A GUIDE TO VINTAGE STAR WARS FIGURES & ACCESSORIES

Bespin Security Guard (White)

TABLE OF CONTENTS

DON’T RELY ON JUST THE COO TO IDENTIFY A FIGURE. Mould, paint colour, plastic colour and figure assembly traits are also needed to confirm your figure’s origins.

Cuff comparison

Image credit and text with thanks to Nick Eppinga
Left to right:
Smile 2L HK (F1-1)
Smile no COO (F1-2)
Unitoy 2L HK (F2)
Kader 4L MIHK (F3)
Poch 4L MIHK (F3)

Poch Guide

The figure shown in the middle on the first picture is the Poch Bespin Security Guard. Shown next to him is its COO counterpart from Kenner and a carded one from Juan Carlos.

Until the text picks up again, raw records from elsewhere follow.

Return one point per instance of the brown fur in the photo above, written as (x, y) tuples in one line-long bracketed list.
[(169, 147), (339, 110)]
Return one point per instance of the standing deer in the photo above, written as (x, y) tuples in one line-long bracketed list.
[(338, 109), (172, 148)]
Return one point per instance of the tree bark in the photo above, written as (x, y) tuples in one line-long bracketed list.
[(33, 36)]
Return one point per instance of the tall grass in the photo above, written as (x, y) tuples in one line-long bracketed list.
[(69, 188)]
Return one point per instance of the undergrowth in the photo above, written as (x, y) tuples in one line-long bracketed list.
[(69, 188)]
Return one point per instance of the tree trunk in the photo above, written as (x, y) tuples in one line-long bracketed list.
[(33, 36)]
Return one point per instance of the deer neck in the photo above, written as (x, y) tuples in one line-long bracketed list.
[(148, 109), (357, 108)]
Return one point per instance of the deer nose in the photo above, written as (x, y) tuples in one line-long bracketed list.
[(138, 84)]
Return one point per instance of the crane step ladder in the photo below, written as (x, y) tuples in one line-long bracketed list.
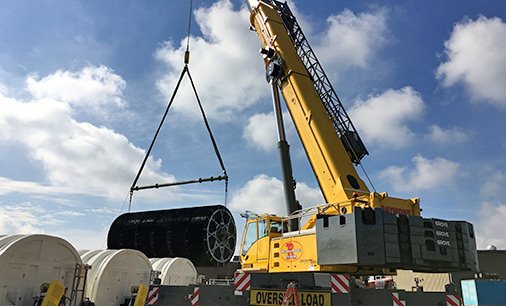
[(291, 289)]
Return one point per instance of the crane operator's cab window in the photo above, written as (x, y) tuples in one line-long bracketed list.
[(251, 234)]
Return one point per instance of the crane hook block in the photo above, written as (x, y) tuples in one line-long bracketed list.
[(186, 57)]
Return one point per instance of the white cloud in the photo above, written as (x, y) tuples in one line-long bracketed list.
[(426, 174), (22, 219), (225, 65), (476, 57), (351, 39), (383, 119), (452, 135), (264, 194), (77, 157), (261, 131), (92, 87), (7, 186), (490, 226), (494, 186)]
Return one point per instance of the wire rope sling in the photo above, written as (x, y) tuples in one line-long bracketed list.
[(205, 235)]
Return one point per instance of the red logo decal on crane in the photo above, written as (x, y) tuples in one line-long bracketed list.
[(291, 251)]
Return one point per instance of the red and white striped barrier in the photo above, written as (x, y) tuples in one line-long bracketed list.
[(153, 296), (242, 282), (452, 300), (340, 283), (396, 300), (194, 298)]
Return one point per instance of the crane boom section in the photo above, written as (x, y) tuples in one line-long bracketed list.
[(327, 154)]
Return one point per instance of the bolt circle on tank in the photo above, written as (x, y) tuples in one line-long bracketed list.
[(205, 235)]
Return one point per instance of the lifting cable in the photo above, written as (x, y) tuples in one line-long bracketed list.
[(186, 70)]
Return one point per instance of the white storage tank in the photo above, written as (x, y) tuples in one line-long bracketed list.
[(27, 261), (175, 271), (113, 273)]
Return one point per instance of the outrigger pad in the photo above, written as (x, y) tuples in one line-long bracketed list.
[(379, 239)]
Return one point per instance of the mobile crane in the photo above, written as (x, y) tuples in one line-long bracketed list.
[(357, 231)]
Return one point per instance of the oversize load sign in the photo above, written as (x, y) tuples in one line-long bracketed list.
[(272, 297)]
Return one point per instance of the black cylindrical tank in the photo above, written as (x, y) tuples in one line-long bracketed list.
[(205, 235)]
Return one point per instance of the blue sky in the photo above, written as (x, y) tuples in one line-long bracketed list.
[(83, 85)]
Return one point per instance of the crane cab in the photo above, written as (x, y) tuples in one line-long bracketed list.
[(256, 240)]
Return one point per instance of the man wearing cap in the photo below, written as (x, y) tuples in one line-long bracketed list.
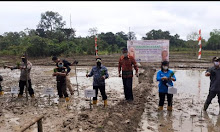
[(214, 89), (67, 65), (24, 76), (125, 64), (99, 73)]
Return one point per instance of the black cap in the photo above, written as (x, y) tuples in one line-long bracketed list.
[(124, 49), (215, 58), (54, 58), (165, 63), (98, 58)]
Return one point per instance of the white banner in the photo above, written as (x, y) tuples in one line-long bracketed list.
[(14, 90), (149, 50), (89, 93)]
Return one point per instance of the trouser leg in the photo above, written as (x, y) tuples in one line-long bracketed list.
[(21, 86), (125, 88), (59, 90), (161, 98), (170, 99), (63, 88), (210, 96), (96, 92), (30, 89), (103, 93), (129, 88), (68, 84)]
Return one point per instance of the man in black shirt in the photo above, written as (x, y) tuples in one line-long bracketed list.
[(214, 89), (60, 73), (67, 65)]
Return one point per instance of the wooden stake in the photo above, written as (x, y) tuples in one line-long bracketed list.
[(26, 89)]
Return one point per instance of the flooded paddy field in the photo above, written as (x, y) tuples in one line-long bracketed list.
[(187, 114), (140, 115), (15, 113)]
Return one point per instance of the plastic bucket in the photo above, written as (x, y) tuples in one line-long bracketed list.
[(172, 90)]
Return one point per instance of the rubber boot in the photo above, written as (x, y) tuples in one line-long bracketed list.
[(2, 93), (169, 108), (94, 102), (105, 103), (20, 96), (67, 99), (205, 107), (160, 108), (32, 96)]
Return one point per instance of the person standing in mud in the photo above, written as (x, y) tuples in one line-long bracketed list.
[(165, 77), (125, 65), (214, 89), (67, 65), (1, 90), (60, 73), (99, 73), (24, 76)]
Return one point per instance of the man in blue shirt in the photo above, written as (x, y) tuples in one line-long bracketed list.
[(67, 65), (214, 74), (165, 77), (99, 73)]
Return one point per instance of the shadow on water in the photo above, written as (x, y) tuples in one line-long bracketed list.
[(187, 114)]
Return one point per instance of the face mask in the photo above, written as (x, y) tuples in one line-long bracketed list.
[(99, 64), (23, 60), (165, 67), (125, 54), (216, 63), (60, 65)]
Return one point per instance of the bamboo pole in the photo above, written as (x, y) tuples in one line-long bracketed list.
[(39, 124), (26, 89)]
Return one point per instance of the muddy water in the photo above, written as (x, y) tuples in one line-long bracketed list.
[(187, 114), (16, 112)]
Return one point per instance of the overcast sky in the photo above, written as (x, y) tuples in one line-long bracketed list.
[(176, 17)]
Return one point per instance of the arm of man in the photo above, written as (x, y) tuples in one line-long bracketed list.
[(106, 73), (90, 74), (67, 65), (208, 72), (119, 67), (61, 73), (135, 65), (173, 78)]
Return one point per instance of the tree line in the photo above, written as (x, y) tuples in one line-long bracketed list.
[(51, 38)]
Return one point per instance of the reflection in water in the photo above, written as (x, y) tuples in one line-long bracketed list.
[(165, 122), (187, 114), (211, 126)]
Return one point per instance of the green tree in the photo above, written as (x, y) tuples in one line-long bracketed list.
[(214, 40), (51, 21)]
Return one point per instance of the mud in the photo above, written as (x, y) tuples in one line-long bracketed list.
[(76, 116), (187, 114)]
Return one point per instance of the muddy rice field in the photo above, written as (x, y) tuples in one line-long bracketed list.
[(119, 116)]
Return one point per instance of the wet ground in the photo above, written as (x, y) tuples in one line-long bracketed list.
[(119, 115), (187, 114), (16, 112)]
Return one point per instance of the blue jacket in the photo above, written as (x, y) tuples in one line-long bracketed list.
[(162, 84), (97, 73)]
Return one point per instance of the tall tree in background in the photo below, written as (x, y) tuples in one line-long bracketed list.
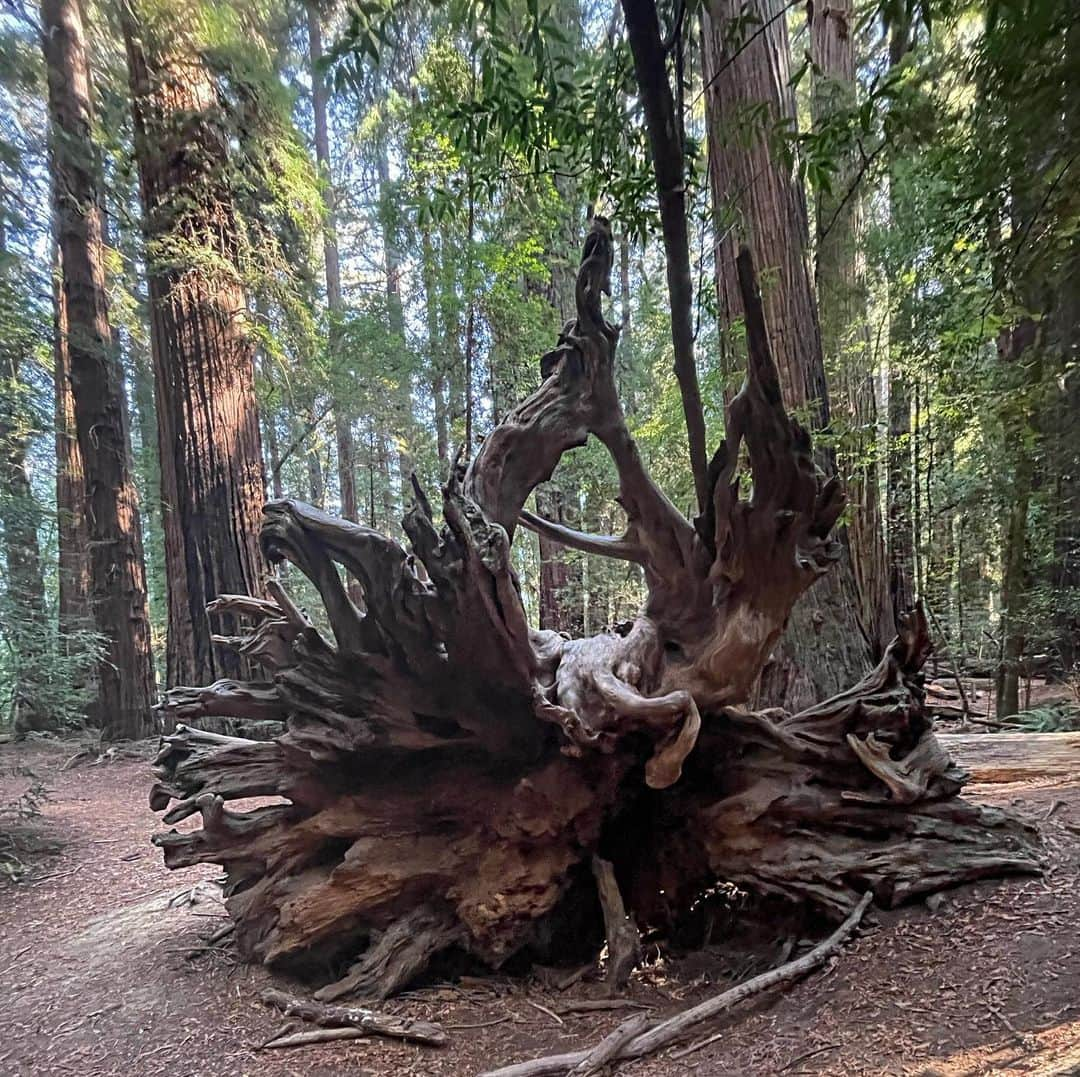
[(757, 200), (72, 543), (203, 354), (900, 532), (25, 609), (118, 575), (342, 414), (840, 278)]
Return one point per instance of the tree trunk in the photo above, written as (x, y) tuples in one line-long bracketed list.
[(436, 349), (449, 773), (667, 151), (118, 575), (342, 409), (26, 632), (207, 422), (72, 567), (756, 198), (900, 540), (840, 277)]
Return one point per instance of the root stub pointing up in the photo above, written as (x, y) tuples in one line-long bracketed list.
[(447, 773)]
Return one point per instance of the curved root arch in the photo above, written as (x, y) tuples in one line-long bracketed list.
[(448, 772)]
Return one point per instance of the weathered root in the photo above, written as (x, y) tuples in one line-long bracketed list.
[(623, 940), (621, 1047), (396, 956), (447, 773), (367, 1021), (795, 806)]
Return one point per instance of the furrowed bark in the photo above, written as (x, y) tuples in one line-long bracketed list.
[(447, 773), (113, 532)]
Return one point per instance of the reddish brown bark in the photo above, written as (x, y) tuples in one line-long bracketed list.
[(73, 613), (757, 201), (342, 413), (203, 355), (118, 575), (840, 278), (449, 773)]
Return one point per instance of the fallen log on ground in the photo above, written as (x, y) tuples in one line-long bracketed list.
[(1000, 757), (672, 1030), (369, 1022), (448, 773)]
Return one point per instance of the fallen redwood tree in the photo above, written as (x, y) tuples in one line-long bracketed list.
[(449, 777)]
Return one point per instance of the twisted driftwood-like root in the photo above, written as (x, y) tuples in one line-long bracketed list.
[(447, 775)]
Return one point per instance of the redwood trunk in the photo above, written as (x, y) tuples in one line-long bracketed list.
[(840, 279), (73, 613), (117, 570), (757, 201), (207, 423), (448, 775), (342, 409)]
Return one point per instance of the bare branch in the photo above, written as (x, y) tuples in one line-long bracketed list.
[(604, 546)]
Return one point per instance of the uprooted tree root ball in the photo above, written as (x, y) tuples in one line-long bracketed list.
[(449, 773)]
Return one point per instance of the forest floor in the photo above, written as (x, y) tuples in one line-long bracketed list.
[(102, 971)]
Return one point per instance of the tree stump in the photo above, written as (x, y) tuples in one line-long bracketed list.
[(448, 773)]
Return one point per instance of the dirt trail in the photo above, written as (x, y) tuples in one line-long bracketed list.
[(97, 979)]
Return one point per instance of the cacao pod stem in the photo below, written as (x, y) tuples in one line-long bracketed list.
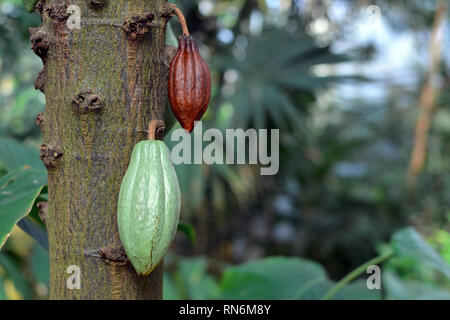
[(181, 18)]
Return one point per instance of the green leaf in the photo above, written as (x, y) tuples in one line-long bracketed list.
[(398, 289), (188, 230), (170, 291), (29, 4), (18, 191), (286, 278), (2, 289), (409, 243), (14, 154), (275, 278), (357, 291)]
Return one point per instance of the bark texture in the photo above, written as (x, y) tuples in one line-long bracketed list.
[(103, 84)]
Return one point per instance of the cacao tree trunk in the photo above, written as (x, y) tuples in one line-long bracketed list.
[(103, 83)]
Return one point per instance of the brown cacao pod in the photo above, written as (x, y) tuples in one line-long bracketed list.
[(189, 83)]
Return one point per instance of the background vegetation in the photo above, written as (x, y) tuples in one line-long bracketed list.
[(343, 87)]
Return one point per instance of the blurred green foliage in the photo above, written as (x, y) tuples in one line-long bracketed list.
[(339, 196)]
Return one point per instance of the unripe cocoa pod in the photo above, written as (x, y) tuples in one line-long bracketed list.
[(149, 205), (189, 83)]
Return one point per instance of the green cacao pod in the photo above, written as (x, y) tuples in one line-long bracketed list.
[(149, 205)]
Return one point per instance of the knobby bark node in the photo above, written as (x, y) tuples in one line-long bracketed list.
[(160, 129), (137, 26), (40, 42), (50, 155), (42, 207), (167, 11), (114, 256), (40, 119), (40, 81), (57, 12), (86, 101), (97, 4)]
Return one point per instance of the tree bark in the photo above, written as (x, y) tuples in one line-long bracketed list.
[(103, 83)]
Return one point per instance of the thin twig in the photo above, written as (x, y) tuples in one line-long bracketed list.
[(356, 273), (427, 98)]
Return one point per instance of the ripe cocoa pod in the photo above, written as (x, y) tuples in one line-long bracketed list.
[(149, 205), (189, 83)]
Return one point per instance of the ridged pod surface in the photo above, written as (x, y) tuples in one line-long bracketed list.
[(149, 205), (189, 83)]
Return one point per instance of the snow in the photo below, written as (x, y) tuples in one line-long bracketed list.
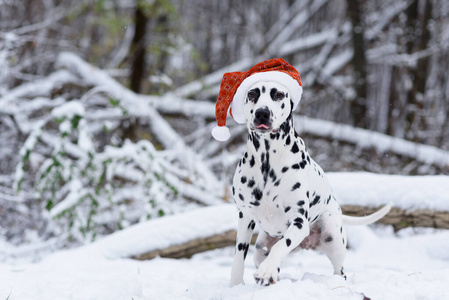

As far as I know this variant was discovered by Mike_Skywalker. It’s mostly missing the typical melt marks on the back, but we have found and seen quite a few of these till today. It seems that it’s one of the more “common” Poch variants. Regarding the carded one you can see the typical signs: the pale hands and the very “strong” red cuffs.

To the right you can see another one I owned, the one from Mike_Skywalker (middle) and one picture from a recent auction. What you can see regarding all these examples is that the gold is mostly gone or pretty dark. It also seems that there were two different spray masks used on the face. The left and right one have slightly different look compared to all other examples shown here. Again it seems that PBP has often changed their way of producing those toys.

The COO is shown, but doesn’t help to identify this variant. Only the applied paint is what makes this figure unique: The “bloody” and very “freaky” cuffs can only be found on this certain Spanish variant. I have never seen a Kenner one with such red paint regardless to its COO.